Expert witness at Houston County murder trial DNA on shotgun mat - | Lufkin and Nacogdoches, Texas

Expert witness at Houston County murder trial DNA on shotgun matched suspect's

Leonard Intelisano (Source: Houston County Jail) Leonard Intelisano (Source: Houston County Jail)

During the third day of trial for Leonard Intelisano, the state continued to present evidence on tests that were run after the 2016 shooting. 

Leonard Intelisano is one of the two suspects accused of shooting Frank Thomas in January of 2016. 

Houston County District Attorney Donna Kaspar called Angelina Temple to the stand Thursday. 

Temple, who is a forensic scientist for The Texas Department of Public Safety’s Houston Crime Lab, said she tested samples from the shotgun used by Intelisano and blood from Thomas’s blood card for DNA. 

“The profile from the shotgun swab was consistent with the blood card,” Temple said.

When asked if any other fingerprints could be on the weapon from the transfer, Temple said she was confident no staff prints were on it. 

Bill Pemberton, Intelisano’s defense attorney, attempted to discredit the DNA test that was conducted.

“Biological samples can deteriorate over a six-month period,” Pemberton said. 

Temple agreed, but she told the jury blood cards are frozen, so profile won’t degrade quickly. 

The forensic scientist noted that the bullet and bullet fragments were not examined for DNA as well. 

Pemberton mentioned the DPS handbook states that enclosed items are not to be packaged in plastic, but the blood card and shotgun were.

Temple said plastic wrapping doesn’t matter. 

“We’ve opened packages and seen mold,” Temple said. “I don’t think that was the case here.” 

Outside the presence of the jury, the next witness the state brought to the stand was Christopher Chaney.
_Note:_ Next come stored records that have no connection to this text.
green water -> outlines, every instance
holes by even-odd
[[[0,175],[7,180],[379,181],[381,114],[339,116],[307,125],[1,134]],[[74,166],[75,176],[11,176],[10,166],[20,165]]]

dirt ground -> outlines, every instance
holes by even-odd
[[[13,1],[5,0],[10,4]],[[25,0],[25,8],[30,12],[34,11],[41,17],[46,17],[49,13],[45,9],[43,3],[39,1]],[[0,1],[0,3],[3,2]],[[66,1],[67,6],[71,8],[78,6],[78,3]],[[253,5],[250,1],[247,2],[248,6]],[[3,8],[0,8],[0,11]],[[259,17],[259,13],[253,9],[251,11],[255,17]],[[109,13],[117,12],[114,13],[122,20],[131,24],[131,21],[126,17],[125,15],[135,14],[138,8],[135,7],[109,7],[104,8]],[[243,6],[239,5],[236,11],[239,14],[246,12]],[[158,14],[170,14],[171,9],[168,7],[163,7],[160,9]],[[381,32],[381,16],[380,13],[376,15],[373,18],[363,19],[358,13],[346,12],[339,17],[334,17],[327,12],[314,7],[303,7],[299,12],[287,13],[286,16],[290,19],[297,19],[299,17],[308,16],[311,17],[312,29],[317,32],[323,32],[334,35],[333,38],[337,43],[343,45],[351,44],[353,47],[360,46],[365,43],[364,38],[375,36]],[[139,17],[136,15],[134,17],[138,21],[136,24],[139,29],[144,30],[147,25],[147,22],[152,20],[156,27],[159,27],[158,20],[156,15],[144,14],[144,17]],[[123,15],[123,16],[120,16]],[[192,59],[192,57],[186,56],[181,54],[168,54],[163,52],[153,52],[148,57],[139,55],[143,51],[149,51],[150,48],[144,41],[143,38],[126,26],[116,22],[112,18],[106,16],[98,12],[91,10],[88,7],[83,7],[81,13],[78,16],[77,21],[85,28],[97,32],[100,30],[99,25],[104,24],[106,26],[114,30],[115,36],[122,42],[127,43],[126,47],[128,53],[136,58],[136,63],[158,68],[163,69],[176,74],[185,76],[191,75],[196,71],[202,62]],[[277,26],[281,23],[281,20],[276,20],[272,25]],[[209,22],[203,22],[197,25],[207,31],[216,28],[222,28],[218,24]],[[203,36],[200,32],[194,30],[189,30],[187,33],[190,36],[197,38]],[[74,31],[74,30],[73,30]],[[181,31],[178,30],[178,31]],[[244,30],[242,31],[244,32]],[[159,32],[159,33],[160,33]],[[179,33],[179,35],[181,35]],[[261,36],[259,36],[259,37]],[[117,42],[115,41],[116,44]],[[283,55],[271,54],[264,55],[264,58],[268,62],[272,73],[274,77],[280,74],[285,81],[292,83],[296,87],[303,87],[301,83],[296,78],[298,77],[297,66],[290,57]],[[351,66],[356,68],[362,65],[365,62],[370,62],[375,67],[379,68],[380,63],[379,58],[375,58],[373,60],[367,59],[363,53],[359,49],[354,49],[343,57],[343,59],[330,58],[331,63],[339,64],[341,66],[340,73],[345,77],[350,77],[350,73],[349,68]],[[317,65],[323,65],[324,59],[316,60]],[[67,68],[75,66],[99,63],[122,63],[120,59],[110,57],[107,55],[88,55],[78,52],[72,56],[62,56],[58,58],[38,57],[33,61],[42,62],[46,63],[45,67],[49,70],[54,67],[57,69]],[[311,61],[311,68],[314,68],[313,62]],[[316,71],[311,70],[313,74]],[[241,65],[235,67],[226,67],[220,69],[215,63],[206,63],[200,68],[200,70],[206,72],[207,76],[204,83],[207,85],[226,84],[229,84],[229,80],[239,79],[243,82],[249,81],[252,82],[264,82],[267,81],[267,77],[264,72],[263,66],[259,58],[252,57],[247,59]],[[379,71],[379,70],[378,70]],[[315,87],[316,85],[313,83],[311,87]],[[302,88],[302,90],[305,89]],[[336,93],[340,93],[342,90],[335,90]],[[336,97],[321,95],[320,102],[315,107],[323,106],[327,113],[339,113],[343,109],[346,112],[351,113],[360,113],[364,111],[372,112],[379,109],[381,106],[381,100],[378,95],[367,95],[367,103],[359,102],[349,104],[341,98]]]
Chaney, a forensic scientist for The Texas Department of Public Safety Criminal Laboratory in Austin, Texas, ran the test on the gunshot residue from Intelisano’s shotgun.

Pemberton’s argument was that Chaney’s testimony would be inclusive because the DPS handbook says to not perform tests on physical evidence after four hours of an incident. 

Intelisano’s evidence came eight hours after the incident and Brandon Hill’s came five hours after. 

Judge Pam Fletcher overruled the argument, and the jury will hear Chaney’s testimony once recess is over at 1:30 p.m.